Thursday, June 16, 2005

The Revolution is Falling

But for the Revolution to not support HD is kind of a death sentence. By the time these boxes hit the streets, everyone is going to have at least 720p LCDs in their rooms. Are you going to visit your friends with 360s and PS3s and then come home to glorious low def? I don’t think so.
-- gizmodo

I do love gizmodo ... but please. Isn't this a bit of a stretch? Personally, I'm not going to have an HDTV by next Spring. 90% of the people I know have never mentioned HDTV to me. Of the remaining 10%, maybe half of those actually care about gaming.

When these boxes hit the streets, HDTV will still be pulling itself up by the bootstraps trying to make itself the standard. Eventually it will probably get there, but somehow I don't foresee my game collection suddenly going obsolete just because the calendar hits April 2006.

I'm willing to entertain that graphics are an important aspect of gaming. I think declaring everything sub-HD completely uninteresting in the span of the coming year to be a stretch. Nintendo is making itself quite clear that it's not trying to compete with Microsoft and Sony on their terms, which is pretty smart. Let's wait to see what they've got before declaring them dead on arrival.

2 comments:

Winkyboy said...

I know ONE person who has a HDTV. Everyone else I know that has a nice TV has a pretty nice (read: huge) "regular" TV.

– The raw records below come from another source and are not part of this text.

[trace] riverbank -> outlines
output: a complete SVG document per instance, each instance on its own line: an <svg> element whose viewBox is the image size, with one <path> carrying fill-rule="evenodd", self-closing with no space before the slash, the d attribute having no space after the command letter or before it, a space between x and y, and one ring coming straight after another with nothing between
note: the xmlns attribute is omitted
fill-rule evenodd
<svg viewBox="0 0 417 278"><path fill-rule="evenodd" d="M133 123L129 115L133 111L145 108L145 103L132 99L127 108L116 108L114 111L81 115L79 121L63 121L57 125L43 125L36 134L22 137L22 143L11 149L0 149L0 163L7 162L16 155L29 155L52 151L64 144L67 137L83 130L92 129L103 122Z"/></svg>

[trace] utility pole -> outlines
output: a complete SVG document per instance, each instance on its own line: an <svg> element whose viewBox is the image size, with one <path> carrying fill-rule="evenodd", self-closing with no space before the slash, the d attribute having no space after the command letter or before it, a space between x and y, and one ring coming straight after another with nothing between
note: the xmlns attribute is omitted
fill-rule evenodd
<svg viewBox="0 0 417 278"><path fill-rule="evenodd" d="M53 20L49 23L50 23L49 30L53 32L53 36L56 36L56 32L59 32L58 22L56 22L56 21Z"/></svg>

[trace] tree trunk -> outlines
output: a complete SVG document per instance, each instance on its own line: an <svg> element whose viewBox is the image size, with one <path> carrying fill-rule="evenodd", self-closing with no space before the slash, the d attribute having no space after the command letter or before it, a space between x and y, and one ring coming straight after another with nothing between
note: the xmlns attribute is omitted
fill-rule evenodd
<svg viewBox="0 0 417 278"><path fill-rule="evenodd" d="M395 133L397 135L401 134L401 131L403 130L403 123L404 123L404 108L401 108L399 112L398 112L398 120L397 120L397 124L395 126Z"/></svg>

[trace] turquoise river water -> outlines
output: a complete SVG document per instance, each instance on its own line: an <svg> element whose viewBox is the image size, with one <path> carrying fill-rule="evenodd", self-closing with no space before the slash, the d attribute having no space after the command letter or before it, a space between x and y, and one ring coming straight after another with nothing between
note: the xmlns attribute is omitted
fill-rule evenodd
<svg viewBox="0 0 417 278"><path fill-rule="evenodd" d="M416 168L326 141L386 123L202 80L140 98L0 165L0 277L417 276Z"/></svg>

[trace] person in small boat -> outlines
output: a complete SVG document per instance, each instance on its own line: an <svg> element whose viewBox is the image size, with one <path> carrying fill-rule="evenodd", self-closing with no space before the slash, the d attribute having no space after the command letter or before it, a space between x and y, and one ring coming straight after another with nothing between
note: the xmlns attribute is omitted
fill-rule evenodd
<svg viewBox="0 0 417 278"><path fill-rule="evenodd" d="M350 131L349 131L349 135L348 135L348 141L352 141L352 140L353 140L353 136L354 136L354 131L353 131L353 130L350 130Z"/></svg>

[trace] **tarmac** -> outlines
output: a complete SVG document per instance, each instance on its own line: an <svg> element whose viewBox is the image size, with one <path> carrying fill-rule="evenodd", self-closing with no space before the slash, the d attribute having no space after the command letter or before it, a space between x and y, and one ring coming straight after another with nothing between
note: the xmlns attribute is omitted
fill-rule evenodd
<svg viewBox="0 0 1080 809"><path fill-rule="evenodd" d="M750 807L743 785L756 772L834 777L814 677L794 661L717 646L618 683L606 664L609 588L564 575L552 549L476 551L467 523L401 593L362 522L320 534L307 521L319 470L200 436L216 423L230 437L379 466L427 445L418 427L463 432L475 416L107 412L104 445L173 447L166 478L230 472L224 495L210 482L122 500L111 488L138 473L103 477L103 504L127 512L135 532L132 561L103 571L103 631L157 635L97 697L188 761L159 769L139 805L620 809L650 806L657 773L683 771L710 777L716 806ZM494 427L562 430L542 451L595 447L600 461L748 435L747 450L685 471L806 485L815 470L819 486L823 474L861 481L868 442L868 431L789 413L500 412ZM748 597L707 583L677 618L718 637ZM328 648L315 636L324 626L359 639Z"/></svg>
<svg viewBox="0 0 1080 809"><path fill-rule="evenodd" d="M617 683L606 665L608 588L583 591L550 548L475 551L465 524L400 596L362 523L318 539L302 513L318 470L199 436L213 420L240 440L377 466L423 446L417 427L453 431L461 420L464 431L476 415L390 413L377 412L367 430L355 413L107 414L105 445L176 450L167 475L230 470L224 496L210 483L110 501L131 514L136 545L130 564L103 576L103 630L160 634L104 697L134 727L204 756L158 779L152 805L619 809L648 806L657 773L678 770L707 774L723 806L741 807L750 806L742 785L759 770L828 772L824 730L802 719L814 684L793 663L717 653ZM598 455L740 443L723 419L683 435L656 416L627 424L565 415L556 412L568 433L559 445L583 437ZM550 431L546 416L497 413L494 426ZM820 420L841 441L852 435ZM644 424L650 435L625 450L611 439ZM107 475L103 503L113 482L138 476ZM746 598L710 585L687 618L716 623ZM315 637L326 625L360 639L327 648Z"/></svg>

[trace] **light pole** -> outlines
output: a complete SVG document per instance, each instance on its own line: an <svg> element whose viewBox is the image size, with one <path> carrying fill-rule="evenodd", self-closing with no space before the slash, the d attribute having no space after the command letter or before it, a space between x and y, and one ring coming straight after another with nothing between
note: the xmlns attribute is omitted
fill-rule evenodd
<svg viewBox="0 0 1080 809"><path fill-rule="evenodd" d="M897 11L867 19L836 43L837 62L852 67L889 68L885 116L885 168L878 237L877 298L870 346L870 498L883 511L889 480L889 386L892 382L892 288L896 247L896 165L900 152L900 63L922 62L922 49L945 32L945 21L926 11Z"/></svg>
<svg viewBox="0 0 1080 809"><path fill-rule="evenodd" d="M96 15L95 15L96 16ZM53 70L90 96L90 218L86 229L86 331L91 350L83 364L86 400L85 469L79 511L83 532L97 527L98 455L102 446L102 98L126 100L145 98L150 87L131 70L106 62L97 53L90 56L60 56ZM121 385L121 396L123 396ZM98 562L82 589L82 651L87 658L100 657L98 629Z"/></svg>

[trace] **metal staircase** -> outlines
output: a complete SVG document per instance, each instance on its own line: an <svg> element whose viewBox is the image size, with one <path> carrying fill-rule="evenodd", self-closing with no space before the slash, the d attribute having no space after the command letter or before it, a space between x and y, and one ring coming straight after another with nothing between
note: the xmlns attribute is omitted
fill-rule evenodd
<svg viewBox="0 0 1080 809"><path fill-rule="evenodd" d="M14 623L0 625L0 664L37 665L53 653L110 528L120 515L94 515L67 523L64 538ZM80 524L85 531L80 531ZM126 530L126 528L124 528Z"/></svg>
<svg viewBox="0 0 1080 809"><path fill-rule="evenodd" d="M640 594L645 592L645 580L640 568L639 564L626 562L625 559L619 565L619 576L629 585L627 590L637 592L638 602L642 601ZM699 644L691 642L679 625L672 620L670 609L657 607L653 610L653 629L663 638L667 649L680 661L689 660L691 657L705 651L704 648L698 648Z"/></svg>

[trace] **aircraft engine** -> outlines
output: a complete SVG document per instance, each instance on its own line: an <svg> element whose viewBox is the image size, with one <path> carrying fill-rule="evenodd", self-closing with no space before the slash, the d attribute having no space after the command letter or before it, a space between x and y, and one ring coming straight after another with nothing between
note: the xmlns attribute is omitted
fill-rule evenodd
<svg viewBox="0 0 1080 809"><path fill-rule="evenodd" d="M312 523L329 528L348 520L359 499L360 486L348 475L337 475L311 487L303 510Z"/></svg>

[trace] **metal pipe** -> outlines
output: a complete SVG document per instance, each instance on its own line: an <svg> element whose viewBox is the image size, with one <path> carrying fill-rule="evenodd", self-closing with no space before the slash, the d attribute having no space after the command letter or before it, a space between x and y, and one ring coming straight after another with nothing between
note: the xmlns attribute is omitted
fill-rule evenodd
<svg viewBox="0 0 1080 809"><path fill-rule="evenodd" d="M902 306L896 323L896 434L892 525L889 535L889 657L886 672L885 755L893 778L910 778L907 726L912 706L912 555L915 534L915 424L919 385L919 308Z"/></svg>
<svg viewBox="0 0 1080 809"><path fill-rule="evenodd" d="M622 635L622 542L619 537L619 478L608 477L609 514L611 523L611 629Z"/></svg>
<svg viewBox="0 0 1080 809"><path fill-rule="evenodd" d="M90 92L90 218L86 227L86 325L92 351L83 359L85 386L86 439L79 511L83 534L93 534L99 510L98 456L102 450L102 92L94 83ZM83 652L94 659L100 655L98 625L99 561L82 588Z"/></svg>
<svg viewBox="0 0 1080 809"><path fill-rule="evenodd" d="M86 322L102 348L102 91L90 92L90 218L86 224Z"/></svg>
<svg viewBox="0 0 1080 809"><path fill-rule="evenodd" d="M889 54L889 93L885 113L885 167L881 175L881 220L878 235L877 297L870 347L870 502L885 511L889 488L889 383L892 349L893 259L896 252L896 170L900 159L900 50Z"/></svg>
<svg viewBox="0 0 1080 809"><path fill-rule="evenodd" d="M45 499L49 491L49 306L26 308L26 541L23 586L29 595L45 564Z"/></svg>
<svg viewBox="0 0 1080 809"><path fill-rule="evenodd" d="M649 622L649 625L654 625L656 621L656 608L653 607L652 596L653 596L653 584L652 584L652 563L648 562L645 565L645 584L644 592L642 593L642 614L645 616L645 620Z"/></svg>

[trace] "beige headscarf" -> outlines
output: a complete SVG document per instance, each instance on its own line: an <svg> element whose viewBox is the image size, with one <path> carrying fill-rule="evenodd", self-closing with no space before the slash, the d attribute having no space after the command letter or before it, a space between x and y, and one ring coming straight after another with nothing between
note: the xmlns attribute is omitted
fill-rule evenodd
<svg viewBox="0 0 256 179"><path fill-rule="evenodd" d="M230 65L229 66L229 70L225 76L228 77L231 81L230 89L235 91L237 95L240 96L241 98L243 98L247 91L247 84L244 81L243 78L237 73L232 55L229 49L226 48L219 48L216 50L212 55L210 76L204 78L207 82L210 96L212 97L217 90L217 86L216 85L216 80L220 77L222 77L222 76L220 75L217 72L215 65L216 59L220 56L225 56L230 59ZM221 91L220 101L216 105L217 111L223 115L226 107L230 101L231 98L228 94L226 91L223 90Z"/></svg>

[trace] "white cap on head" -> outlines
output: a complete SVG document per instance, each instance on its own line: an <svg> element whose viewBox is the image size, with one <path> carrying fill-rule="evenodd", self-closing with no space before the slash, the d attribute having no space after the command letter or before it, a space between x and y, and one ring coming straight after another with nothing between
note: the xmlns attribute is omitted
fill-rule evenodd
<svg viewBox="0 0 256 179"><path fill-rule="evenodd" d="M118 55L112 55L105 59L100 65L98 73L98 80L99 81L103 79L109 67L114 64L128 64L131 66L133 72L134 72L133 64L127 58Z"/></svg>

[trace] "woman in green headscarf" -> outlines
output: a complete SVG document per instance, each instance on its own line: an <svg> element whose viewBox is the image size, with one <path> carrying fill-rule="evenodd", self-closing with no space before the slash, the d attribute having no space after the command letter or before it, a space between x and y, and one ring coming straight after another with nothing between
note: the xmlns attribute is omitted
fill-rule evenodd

As usual, I rather suspect it will be the games that make the machine. Specs go a long way, but popularity wins the race.

On that note, it IS nice to finally "do away with" VHS.

A. LaMosca said...

Like Nintendo, I'm betting that it'll be a while before HDTV becomes the standard. Probably a long while. Nintendo could lose some of the core gamer market down the road if HDTV prices drop dramatically well before the end of the next-gen console cycle, but given the Revolution's target audience I don't think that it's low-def capabilities will be that much of an issue. I'm still betting that the Revolution's price and games will make it the console of choice for families/kids, and among that demographic it'll make a strong showing regardless of what happens with HDTV.